Clinical characteristics of neonatal early onset sepsis
10.3760/cma.j.issn.1007-9408.2011.07.008
- VernacularTitle:新生儿早发型败血症的临床特点
- Author:
Zhenghong LI
;
Danhua WANG
- Publication Type:Journal Article
- Keywords:
Sepsis;
Infant,newborn;
Prognosis
- From:
Chinese Journal of Perinatal Medicine
2011;14(7):420-424
- CountryChina
- Language:Chinese
-
Abstract:
Objective To summarise the clinical data of neonatal early onset sepsis (EOS) and investigate the correlation factors, clinical manifestation, diagnosis, therapy and prognosis of EOS. Methods Data of 32 neonatal EOS patients admitted into the neonatal intensive care unit, Peking Union Medical College Hospital from January 2000 to June 2009 were collected and retrospectively analyzed. Results Among 32 EOS infants, there were 23 preterm infants (71.9%), nine term infants (28.1%); 21 low birth weight infants (65.6%), six very low birth weight infants (18.8%) and one macrosomia (3.1%). Among 32 mothers, 27 (84.4%) were accompanied with various kinds of complications during perinatal period, such as 15 perinatal infection (46.9%), six preeclampsia (18.8%), five gestational diabetes mellitus (15.6%) and one hypothyroidism (3.1%). EOS infants had various clinical manifestations, including 25 low response (78.1%), 20 respiration or temperature abnormity (62.5%), 18 pallor and clammy skin (56.3%), 18 feeding intolerance (56.3%), 18 fever (56.3%), 15 metabolic acidosis (46.9%), 8 infectious shock (25.0%), 20(62.5%) high white blood cell count (>25×109/L), 22 (68.8%) low blood platelets (<100×109/L) and 28 (87.5%) high C-reaction protein (>8 mg/L).

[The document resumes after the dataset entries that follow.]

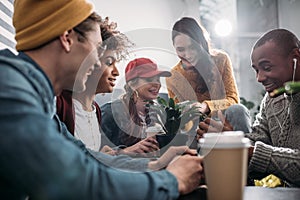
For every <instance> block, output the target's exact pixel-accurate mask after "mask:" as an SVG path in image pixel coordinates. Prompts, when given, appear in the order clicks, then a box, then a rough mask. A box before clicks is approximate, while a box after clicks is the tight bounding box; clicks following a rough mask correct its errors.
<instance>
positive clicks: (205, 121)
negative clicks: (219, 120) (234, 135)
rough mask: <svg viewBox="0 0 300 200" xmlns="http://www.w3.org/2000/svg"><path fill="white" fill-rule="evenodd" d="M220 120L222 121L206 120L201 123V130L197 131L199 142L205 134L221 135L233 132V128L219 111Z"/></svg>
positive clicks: (206, 118)
mask: <svg viewBox="0 0 300 200" xmlns="http://www.w3.org/2000/svg"><path fill="white" fill-rule="evenodd" d="M218 118H219V119H220V121H216V120H213V119H212V118H206V119H205V120H204V121H202V122H200V123H199V125H198V127H199V128H198V129H197V140H199V139H200V138H202V137H203V134H204V133H209V132H215V133H219V132H224V131H232V130H233V127H232V126H231V124H230V123H229V122H228V121H227V120H226V118H225V116H224V115H223V114H222V112H221V111H218Z"/></svg>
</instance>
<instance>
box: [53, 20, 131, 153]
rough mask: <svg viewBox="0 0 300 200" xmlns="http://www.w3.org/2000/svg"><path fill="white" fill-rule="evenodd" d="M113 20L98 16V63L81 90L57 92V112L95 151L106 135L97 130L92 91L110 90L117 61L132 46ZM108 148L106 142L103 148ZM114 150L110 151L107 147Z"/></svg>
mask: <svg viewBox="0 0 300 200" xmlns="http://www.w3.org/2000/svg"><path fill="white" fill-rule="evenodd" d="M116 27H117V24H116V23H114V22H110V21H109V18H108V17H106V18H105V19H104V20H102V22H101V25H100V28H101V36H102V40H103V43H102V48H103V49H102V50H101V49H99V51H102V52H101V57H100V61H101V67H96V68H95V69H94V71H93V73H92V74H91V75H90V76H89V77H88V80H87V82H86V90H85V91H83V92H80V93H78V92H72V91H63V92H62V93H61V95H59V96H57V104H56V105H57V114H58V116H59V117H60V119H61V121H63V122H64V123H65V124H66V126H67V128H68V130H69V131H70V132H71V133H72V134H73V135H74V136H75V138H77V139H80V140H81V141H82V142H83V143H84V144H85V145H86V146H87V147H88V148H89V149H91V150H94V151H99V150H100V149H101V148H102V147H103V144H104V143H106V144H107V143H108V142H104V141H103V140H105V139H106V138H105V137H103V135H102V134H101V132H100V124H101V110H100V107H99V105H98V104H97V103H96V101H95V97H96V94H99V93H111V92H112V91H113V88H114V86H115V81H116V78H117V76H119V71H118V69H117V66H116V64H117V62H119V61H120V60H122V59H124V58H126V57H127V55H128V49H129V48H130V47H132V46H133V43H132V42H131V41H129V39H128V38H127V36H126V35H124V34H123V33H120V32H119V31H118V30H116ZM107 149H108V150H111V149H110V148H108V147H107V146H105V148H104V149H103V151H106V150H107ZM110 153H114V151H110Z"/></svg>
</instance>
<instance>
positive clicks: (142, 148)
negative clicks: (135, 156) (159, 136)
mask: <svg viewBox="0 0 300 200" xmlns="http://www.w3.org/2000/svg"><path fill="white" fill-rule="evenodd" d="M158 150H159V147H158V142H157V141H156V139H155V137H148V138H145V139H143V140H141V141H139V142H138V143H136V144H134V145H132V146H129V147H126V148H125V149H123V150H122V152H123V153H124V154H128V155H131V154H134V155H136V154H141V155H144V154H145V155H144V156H146V153H150V152H154V151H158Z"/></svg>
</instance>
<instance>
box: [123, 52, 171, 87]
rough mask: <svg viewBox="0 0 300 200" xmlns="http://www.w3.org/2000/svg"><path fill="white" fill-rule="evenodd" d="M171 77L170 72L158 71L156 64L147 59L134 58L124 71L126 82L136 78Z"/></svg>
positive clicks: (155, 63) (150, 60) (148, 59)
mask: <svg viewBox="0 0 300 200" xmlns="http://www.w3.org/2000/svg"><path fill="white" fill-rule="evenodd" d="M171 75H172V74H171V72H168V71H160V70H158V67H157V64H156V63H155V62H154V61H152V60H151V59H149V58H136V59H134V60H132V61H130V62H129V63H128V64H127V66H126V69H125V78H126V82H128V81H130V80H132V79H134V78H138V77H140V78H150V77H153V76H162V77H169V76H171Z"/></svg>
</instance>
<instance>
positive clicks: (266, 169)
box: [197, 29, 300, 187]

Blood culture of 24 infants were positive (75.0%), among which nine infections were caused by gram-positive bacteria (9/24, 37.5%), including Listeria monocytogenes, group B Streptococcus, Staphylococcus, et al; 15 infections were caused by gram-negative bacteria (15/24, 62.5%), including Klebsiella Pneumoniae, Enterobacteria, Bacillus Smaragdinus, et al. Antibiotics were used in all infants when EOS was supposed to be or infectious symptoms were presented, and were adjusted under the results of culture. Twenty-two infants (68.8%) were cured, eight(25.0%) were given up from the therapy, two(6.3%) died. Conclusions The neonatal EOS correlates to various kinds of perinatal factors, its clinical manifestations are complicated and usually involves many systems. Multiple factors in perinatal period, clinical manifestation and laboratory examinations should be considered to make early diagnosis, assist management to improve the prognosis.